'Nduja: Hard to Pronounce, Easy to Enjoy
The minute I first tried this spicy, spreadable, cured sausage I knew that it would become a regular part of my culinary repertoire. Pronounced en-doo-ja, this new item from La Quercia is one of my very favorite Passport Italy treats. Here is why...
First it is extremely versatile. Wonderful just slathered on warm bread or a cracker, but moving just beyond an antipasti platter, I have already decided that it would be delicious on almost any sandwich, grilled cheese, or burger.

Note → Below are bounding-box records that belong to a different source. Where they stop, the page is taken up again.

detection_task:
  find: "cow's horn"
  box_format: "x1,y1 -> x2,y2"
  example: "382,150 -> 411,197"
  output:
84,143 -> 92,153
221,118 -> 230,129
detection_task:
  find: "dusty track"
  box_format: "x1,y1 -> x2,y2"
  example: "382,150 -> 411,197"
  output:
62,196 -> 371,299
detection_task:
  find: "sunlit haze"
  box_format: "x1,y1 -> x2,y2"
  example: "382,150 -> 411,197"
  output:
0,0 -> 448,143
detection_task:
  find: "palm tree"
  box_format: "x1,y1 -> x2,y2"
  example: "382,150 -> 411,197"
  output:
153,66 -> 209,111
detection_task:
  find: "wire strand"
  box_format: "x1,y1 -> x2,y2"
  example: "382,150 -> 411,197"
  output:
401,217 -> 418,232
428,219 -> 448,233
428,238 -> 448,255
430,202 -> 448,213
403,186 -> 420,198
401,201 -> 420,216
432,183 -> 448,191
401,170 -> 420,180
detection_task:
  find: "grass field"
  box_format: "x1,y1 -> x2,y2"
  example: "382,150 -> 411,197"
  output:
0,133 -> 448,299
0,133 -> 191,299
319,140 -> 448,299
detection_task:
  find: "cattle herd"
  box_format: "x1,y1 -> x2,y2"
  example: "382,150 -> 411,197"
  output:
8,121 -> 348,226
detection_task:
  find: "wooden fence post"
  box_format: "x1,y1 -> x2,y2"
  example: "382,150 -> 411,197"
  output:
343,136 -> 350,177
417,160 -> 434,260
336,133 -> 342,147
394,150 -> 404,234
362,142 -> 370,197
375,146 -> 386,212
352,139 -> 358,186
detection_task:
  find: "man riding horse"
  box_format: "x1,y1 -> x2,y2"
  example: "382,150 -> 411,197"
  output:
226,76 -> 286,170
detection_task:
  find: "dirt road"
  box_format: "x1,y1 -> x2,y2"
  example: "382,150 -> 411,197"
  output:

'Nduja is a specialty of Calabria, in southern Italy. Traditionally considered peasant food, the Italian version is made from the "poor cuts" of pork preserved with Calabrian pepper, but the 'Nduja Americana from La Quercia is made with prosciutto and speck - quite the opposite of poor cuts. This version is spiced with American red pepper and is has a great balance between umami and spice.
Most recently, I made a cavatelli pasta and slightly warmed the 'nduja to create a sauce, mixed the pasta with the sauce, then topped the finished pasta with fresh ricotta that you can find in the deli case. As I was eating dinner, I was already thinking about to make the dish again.
Make sure you make a point to try this new treat while Passport Italy continues through May 13. We promise, you will thank us for the recommendation.